Facebook is looking into suppressing certain anti-vaccine messaging on its social platform, a move that raises questions about free speech and public health.

“We’ve taken steps to reduce the distribution of health-related misinformation on Facebook, but we know we have more to do. We’re currently working with outside experts on additional changes that we’ll be announcing soon,” a representative for the social media giant said Friday.

In recent years, anti-vaccination groups have been vocal on Facebook, frequently sharing and posting information against vaccines and their safety.
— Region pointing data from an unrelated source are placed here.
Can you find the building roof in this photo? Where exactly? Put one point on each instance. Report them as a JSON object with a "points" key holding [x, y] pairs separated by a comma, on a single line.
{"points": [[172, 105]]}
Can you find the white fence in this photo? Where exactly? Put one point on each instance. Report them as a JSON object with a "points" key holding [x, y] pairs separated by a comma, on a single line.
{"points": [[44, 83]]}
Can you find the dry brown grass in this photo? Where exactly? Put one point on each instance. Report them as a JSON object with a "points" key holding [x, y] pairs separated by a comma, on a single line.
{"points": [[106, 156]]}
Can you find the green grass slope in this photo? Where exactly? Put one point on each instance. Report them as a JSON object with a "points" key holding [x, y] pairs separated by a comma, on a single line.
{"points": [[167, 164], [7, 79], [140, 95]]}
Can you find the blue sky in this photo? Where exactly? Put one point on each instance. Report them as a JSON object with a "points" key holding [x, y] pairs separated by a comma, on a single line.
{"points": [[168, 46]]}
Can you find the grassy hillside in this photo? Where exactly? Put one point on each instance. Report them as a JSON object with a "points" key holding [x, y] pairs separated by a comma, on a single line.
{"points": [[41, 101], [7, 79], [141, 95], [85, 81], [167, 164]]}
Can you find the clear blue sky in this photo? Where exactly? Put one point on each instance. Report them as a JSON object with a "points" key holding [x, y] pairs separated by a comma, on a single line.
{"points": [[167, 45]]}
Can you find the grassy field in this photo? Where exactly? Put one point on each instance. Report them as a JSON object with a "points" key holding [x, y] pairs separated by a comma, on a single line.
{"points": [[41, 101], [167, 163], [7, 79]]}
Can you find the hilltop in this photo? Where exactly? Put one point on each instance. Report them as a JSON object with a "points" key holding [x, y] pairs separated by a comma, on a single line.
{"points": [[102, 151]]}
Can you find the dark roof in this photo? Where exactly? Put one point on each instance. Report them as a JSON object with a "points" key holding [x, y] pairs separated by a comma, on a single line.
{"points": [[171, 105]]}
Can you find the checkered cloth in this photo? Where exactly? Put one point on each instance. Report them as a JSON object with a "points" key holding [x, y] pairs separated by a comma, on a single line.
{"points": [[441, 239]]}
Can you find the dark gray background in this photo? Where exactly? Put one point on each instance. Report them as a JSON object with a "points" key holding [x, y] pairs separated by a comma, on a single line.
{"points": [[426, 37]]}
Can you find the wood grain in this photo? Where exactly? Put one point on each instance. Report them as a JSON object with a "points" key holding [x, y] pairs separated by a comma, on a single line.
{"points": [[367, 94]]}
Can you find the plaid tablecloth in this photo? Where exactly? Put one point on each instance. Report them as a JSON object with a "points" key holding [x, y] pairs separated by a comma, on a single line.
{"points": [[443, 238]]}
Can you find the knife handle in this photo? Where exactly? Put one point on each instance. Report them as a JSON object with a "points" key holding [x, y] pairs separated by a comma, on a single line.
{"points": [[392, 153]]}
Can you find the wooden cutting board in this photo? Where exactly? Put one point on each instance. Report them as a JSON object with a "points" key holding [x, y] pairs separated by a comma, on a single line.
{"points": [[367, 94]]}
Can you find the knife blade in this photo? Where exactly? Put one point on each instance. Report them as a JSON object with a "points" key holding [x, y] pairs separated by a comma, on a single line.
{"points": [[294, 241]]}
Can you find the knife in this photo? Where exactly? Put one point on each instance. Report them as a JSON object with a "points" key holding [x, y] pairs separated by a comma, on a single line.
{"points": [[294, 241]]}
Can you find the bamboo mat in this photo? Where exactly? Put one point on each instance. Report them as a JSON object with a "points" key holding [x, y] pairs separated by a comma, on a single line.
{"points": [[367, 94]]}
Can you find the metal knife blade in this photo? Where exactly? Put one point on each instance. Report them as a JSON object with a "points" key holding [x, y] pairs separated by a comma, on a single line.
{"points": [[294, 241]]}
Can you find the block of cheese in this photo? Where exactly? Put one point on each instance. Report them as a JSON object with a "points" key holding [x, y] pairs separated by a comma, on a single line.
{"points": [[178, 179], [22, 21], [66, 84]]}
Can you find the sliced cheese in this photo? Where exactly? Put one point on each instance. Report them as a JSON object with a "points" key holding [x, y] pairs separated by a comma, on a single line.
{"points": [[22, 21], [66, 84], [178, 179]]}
At the same time, there has been a rise in cases of measles and other infectious diseases across the United States.

On Thursday, House Intelligence Committee Chairman Adam Schiff wrote open letters to Facebook CEO Mark Zuckerberg and Google CEO Sundar Pichai about his concern that the technology companies are allowing the spread of anti-vaccine misinformation.

He wrote to Zuckerberg, “Facebook and Instagram are surfacing and recommending messages that discourage parents from vaccinating their children, a direct threat to public health, and reversing progress made in tackling vaccine-preventable diseases.”

That open letter went on to ask Zuckerberg whether distributing medically inaccurate information about vaccines violated the social media platform’s terms of service and whether Facebook accepts paid advertising from anti-vaccine activists, among other questions.

“There is no evidence to suggest that vaccines cause life-threatening or disabling diseases, and the dissemination of unfounded and debunked theories about the dangers of vaccinations pose a great risk to public health,” Schiff wrote.

Google, which also owns YouTube, had no direct response to the letters but noted that YouTube has worked to improve recommendations regarding content.

Schiff’s letter noted that he “was pleased” to see YouTube’s announcement in January that it would no longer recommend videos that violate its community guidelines, including “content that could misinform users in harmful ways,” according to the announcement.